HIV, or human immunodeficiency virus, is the virus that causes AIDS (acquired immunodeficiency syndrome) and can be transmitted during sexual intercourse; by sharing syringes; or perinatally during pregnancy, childbirth or breastfeeding. Since the first AIDS cases were reported in 1981, HIV/AIDS has been one of humanity’s deadliest and most persistent epidemics. Although extraordinary progress has been made in the fight against new HIV cases and AIDS deaths, the HIV pandemic continues.
HIV attacks the immune system by destroying CD4+ T cells, a type of white blood cell that is vital to fighting off infection. The destruction of these cells can leave people with untreated HIV vulnerable to life-threatening infections and complications. Today, effective anti-HIV medications allow people with HIV to lead long, healthy lives. When taken as prescribed, these daily medications, called antiretroviral therapy (ART), can suppress the amount of virus in the blood to a level so low that it is undetectable by standard tests. People with HIV who maintain a durably undetectable viral load by taking daily ART cannot sexually transmit the virus, a concept known as Undetectable=Untransmittable, or U=U. For those who are HIV-negative, numerous methods of preventing HIV acquisition are available, including pre-exposure prophylaxis ( PrEP), post-exposure prophylaxis (PEP), and voluntary adult medical male circumcision.

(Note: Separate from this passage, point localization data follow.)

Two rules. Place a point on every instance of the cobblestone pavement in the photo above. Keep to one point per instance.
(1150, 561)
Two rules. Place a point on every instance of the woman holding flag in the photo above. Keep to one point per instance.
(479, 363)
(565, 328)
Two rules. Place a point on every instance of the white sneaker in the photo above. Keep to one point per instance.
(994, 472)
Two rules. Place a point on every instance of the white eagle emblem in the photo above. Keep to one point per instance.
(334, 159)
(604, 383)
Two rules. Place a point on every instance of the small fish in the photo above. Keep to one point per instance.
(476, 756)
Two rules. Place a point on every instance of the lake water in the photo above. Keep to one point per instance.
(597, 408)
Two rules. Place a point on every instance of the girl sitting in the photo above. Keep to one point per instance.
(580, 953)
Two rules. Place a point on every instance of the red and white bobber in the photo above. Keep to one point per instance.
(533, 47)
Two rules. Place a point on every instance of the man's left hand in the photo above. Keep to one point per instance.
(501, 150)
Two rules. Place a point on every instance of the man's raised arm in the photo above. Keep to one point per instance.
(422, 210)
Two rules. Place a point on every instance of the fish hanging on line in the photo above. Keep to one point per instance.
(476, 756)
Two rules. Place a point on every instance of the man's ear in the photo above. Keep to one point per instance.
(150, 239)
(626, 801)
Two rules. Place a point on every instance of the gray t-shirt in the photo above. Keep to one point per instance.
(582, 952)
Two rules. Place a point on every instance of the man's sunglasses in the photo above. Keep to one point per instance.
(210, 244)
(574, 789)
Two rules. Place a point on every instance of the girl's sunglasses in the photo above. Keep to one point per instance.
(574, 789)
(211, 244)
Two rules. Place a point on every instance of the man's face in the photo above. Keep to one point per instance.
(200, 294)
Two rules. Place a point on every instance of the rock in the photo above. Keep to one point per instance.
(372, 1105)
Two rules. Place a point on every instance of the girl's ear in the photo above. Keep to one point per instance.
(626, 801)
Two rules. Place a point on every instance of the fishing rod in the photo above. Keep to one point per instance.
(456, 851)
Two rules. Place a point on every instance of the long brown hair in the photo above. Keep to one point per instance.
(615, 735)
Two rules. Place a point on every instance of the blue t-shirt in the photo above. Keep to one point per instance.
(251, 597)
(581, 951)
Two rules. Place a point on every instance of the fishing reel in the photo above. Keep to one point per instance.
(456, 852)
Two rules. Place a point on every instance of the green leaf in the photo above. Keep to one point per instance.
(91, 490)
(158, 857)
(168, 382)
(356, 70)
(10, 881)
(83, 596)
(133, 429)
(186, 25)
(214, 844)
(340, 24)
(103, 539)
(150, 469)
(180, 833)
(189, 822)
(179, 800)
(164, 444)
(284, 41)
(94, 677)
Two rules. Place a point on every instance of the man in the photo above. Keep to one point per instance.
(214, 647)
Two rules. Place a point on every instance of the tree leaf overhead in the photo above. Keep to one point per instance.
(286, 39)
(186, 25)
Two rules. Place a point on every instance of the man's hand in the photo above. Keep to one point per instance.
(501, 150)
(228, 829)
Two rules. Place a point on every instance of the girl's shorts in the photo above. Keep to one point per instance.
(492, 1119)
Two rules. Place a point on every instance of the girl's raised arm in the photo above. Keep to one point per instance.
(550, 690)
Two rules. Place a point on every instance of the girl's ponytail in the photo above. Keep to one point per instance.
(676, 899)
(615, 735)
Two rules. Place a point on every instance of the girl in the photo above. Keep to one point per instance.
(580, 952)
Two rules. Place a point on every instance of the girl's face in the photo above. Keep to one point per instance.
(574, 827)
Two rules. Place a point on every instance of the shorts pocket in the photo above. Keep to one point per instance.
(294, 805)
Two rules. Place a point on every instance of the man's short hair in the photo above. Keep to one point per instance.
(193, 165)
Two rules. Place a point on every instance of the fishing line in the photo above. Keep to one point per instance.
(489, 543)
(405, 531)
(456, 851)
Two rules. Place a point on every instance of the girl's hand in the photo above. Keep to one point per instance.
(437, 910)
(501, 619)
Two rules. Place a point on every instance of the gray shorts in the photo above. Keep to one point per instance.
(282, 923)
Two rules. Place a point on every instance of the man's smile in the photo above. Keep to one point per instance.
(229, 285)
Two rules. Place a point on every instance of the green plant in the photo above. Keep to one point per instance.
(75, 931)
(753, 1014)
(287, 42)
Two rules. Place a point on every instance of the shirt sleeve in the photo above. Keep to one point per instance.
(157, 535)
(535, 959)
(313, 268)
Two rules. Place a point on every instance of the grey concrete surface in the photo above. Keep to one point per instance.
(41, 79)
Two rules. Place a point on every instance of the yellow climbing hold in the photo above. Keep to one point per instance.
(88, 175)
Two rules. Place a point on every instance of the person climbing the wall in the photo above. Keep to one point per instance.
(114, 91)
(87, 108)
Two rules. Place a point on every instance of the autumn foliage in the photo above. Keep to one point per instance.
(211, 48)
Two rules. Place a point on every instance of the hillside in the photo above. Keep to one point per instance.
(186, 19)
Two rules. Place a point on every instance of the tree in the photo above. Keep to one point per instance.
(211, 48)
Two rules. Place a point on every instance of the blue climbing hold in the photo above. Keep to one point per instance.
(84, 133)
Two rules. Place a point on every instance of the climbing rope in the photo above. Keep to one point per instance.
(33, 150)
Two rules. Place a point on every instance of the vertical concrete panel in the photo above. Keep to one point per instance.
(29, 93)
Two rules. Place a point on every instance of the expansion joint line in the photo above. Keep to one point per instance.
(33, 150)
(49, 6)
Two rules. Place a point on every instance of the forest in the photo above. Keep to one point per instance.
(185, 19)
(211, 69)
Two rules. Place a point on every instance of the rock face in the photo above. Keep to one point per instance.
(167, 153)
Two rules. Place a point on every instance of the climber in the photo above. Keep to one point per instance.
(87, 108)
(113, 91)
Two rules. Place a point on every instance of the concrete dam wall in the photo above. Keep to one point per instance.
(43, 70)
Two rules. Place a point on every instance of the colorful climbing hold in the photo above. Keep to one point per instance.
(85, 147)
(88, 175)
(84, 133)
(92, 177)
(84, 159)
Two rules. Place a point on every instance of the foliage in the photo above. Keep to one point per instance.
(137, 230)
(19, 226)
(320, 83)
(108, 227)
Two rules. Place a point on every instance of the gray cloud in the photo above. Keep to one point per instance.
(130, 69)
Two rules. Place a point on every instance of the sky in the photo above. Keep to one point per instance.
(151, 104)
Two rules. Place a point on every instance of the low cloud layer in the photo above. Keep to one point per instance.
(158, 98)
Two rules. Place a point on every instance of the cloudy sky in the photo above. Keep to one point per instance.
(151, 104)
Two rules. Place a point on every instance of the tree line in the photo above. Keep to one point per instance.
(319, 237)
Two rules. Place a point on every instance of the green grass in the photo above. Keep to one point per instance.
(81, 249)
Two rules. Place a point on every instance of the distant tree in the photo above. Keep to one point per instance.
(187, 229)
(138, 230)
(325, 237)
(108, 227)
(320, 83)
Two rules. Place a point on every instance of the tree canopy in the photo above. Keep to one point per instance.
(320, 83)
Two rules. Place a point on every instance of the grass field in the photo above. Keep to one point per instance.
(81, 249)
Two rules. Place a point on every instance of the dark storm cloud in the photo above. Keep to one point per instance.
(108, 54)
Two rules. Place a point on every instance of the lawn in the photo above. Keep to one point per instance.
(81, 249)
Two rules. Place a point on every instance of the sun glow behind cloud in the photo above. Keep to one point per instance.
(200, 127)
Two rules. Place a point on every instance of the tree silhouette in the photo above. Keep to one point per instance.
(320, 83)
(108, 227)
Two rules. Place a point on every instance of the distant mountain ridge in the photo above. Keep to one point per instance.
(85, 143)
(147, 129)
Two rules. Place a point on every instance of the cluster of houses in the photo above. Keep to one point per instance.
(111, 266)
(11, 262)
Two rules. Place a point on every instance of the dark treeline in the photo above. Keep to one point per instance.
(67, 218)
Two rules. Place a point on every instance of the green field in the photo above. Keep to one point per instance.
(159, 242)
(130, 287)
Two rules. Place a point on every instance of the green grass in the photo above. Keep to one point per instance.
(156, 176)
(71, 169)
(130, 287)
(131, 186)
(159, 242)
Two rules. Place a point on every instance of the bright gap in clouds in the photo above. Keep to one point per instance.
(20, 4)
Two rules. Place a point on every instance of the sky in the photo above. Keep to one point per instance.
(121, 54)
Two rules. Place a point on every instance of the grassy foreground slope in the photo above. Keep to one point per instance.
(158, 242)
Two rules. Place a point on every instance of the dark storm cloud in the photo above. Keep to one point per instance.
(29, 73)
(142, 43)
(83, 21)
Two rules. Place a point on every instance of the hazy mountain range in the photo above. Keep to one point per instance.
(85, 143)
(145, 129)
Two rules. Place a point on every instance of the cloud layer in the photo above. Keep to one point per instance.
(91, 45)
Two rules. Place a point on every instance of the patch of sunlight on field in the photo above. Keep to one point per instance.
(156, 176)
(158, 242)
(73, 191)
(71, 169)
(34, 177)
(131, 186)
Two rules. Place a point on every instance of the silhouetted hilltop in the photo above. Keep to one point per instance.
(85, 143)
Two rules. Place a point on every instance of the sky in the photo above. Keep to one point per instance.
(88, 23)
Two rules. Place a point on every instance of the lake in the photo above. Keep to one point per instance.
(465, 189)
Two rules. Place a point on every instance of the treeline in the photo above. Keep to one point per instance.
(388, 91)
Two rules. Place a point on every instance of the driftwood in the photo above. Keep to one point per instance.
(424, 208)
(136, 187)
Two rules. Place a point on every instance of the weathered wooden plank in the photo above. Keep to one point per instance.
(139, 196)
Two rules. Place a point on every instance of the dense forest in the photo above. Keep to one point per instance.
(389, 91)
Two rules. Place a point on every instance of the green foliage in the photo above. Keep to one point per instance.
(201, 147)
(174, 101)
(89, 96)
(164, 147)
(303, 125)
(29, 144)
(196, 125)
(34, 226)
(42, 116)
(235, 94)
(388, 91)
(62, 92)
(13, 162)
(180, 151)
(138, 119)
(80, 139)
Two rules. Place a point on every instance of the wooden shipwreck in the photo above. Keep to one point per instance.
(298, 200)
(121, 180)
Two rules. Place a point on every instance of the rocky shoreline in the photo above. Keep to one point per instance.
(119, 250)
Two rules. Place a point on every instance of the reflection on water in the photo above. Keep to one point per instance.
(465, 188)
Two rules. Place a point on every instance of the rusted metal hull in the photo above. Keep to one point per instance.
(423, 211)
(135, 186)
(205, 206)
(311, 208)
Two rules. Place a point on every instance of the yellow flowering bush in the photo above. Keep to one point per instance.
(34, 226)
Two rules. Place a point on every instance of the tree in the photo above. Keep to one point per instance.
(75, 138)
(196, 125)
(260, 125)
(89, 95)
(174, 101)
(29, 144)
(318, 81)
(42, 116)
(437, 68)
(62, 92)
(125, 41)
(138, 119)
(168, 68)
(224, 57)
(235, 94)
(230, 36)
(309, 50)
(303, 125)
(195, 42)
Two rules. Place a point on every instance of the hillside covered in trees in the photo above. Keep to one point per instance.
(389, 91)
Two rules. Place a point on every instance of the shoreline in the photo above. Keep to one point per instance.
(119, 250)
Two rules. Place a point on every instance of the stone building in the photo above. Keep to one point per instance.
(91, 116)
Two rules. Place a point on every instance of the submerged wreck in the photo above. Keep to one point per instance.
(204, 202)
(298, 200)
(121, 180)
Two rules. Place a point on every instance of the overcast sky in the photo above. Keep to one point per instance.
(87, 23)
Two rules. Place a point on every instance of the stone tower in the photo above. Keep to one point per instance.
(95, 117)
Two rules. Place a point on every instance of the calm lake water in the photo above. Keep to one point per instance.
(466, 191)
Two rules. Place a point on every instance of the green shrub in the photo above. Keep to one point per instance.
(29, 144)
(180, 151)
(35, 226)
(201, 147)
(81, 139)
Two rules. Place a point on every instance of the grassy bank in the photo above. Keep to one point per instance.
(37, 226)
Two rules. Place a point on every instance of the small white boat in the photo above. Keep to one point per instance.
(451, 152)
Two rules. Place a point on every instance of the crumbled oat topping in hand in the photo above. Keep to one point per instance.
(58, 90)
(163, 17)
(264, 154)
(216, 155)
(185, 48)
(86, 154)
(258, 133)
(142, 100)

Why Is the Study of HIV/AIDS a Priority for NIAID?
HIV remains a major global public health concern. HIV treatment and prevention begin with knowing one’s HIV status. Effective treatments are available to help people with HIV live long, healthy lives and prevent HIV transmission to others. Additional prevention tools are available for those who are HIV-negative. In addition to existing treatment and prevention methods, a safe and effective vaccine is needed to ensure a durable end to the HIV pandemic. As the leading U.S. government institute for biomedical HIV/AIDS research, NIAID is committed to conducting research to prevent new transmissions, end HIV-related deaths and complications, and discover a cure.
How Is NIAID Addressing This Critical Topic?
NIAID researchers and grantee institutions advance understanding of disease mechanisms and cooperate to move novel HIV prevention and treatment strategies from basic research into clinical practice. With the generous help of clinical research volunteers, investigators at NIH and around the world create opportunities for the discovery, development and evaluation of technologies and tools that can play a role in decreasing HIV transmission, improving the health of people with HIV, and ultimately ending the pandemic.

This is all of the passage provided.